The late filmmaker directed her first feature film at age 39 and “wore her ‘late bloomer’ status as a badge of honor,” Shelton’s longtime friend and collaborator, Megan Griffiths said in a statement.

“This grant seeks to reinforce that great filmmakers can emerge at any age, and to elevate the voices of a segment of the filmmaking community who have precious few resources dedicated to supporting them yet plenty of stories to tell,” Griffiths, who is working to help establish the grant, said.

Lynn Shelton
Fred Hayes/Getty Images

She continued, “Lynn was 39 when I met her on her first feature, and I watched her grow as an artist and become more certain in her path with every passing year.
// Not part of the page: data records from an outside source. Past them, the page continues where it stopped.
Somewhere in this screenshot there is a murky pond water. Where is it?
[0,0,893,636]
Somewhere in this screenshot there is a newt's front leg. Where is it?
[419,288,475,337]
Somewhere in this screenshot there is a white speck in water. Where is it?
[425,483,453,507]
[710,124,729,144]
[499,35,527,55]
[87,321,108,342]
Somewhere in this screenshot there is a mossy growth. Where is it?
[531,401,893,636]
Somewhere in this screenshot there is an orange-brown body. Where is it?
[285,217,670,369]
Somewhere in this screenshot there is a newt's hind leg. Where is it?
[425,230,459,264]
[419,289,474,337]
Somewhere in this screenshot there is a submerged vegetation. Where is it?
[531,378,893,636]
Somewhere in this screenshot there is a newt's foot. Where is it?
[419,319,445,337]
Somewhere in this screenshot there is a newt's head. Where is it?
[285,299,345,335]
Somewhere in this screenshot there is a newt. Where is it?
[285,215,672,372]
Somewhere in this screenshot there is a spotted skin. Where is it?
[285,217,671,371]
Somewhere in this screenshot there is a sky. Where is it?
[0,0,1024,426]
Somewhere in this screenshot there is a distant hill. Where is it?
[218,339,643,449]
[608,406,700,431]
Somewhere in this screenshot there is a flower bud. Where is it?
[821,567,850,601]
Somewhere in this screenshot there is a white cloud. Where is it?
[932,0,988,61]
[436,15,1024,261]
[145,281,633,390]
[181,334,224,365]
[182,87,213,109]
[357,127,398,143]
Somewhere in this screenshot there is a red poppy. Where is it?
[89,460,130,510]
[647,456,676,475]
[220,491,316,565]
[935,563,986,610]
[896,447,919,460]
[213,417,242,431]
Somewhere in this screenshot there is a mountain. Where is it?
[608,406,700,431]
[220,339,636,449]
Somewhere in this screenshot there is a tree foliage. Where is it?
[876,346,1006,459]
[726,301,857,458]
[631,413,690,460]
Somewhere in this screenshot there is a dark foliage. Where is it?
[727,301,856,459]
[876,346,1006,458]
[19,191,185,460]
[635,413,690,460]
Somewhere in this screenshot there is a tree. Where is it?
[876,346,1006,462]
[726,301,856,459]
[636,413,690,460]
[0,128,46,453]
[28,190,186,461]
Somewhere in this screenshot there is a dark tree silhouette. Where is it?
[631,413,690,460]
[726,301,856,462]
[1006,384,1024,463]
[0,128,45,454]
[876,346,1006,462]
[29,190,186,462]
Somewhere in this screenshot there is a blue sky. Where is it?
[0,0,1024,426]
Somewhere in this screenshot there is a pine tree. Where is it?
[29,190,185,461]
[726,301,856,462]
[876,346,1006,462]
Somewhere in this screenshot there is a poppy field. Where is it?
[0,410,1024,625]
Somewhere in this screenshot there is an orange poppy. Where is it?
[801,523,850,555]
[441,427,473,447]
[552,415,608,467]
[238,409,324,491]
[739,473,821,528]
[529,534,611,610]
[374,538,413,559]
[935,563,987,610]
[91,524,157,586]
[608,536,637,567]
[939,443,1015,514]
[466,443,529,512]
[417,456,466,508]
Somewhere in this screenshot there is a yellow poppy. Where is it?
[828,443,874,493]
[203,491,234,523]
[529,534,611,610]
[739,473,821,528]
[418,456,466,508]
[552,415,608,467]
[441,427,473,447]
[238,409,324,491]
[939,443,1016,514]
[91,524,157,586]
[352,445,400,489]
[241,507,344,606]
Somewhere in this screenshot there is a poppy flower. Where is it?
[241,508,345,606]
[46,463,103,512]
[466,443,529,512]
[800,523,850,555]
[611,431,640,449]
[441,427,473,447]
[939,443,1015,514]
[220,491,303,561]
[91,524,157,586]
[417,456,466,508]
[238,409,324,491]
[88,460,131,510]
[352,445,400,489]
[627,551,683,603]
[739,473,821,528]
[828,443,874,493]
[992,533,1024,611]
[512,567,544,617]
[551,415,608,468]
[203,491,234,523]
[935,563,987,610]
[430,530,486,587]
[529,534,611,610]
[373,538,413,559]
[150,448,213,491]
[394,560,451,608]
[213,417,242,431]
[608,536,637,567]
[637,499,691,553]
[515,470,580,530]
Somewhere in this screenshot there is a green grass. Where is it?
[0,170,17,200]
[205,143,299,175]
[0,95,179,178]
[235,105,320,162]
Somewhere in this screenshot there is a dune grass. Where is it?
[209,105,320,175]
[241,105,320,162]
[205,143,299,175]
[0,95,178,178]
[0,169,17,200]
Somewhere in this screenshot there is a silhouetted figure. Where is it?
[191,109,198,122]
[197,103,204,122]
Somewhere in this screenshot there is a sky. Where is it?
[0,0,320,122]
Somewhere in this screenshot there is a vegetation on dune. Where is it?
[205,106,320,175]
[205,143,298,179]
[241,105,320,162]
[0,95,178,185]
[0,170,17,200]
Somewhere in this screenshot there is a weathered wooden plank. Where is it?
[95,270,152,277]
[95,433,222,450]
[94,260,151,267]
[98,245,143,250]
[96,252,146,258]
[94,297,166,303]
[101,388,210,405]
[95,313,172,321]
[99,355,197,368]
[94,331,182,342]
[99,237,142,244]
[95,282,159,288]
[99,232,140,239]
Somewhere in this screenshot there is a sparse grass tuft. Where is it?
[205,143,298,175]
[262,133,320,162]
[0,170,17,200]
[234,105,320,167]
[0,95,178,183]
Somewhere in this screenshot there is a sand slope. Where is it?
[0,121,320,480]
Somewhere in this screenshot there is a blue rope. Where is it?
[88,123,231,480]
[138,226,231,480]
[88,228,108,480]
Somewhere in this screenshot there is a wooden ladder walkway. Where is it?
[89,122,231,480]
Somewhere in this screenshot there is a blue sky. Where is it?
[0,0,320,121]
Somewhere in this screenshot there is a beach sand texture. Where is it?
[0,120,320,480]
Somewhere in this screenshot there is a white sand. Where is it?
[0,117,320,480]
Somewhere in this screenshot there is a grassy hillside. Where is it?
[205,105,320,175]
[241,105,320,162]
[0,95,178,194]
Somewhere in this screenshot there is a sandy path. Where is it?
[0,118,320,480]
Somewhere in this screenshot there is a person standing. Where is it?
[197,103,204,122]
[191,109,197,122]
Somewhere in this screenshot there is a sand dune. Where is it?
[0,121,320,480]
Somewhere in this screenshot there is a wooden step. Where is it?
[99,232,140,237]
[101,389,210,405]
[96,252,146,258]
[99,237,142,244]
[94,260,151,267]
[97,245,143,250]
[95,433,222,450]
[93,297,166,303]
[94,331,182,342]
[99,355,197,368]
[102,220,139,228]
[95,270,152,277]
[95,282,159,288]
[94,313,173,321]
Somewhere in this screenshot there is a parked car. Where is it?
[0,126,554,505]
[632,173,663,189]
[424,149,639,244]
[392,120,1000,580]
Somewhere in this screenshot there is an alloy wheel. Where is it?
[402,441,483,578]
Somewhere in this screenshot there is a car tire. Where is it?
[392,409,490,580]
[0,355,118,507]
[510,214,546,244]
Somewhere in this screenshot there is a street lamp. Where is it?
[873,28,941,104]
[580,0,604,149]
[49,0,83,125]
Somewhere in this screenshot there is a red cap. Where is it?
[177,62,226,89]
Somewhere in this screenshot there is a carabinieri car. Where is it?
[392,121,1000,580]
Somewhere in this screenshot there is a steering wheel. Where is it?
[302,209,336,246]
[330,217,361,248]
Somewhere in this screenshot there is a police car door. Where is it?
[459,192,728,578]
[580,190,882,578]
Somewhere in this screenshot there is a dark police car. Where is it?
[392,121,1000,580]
She wore her ‘late bloomer’ status as a badge of honor and we know she would be thrilled that this grant exists in her name.”

“There was an appreciation and an immediacy to the way Lynn approached her film and TV career, which she openly credited to her ‘late start,’” Mel Eslyn, president of Duplass Brothers Productions, added. “Now finding myself approaching the same age Lynn got started, I find it comical to think we call 39 a ‘late start.’ But the reality is there is just not enough representation of women over a ‘certain age’ in media, in front of, but even more so, behind the camera. We hope that this grant can be a meaningful step towards helping to change that.”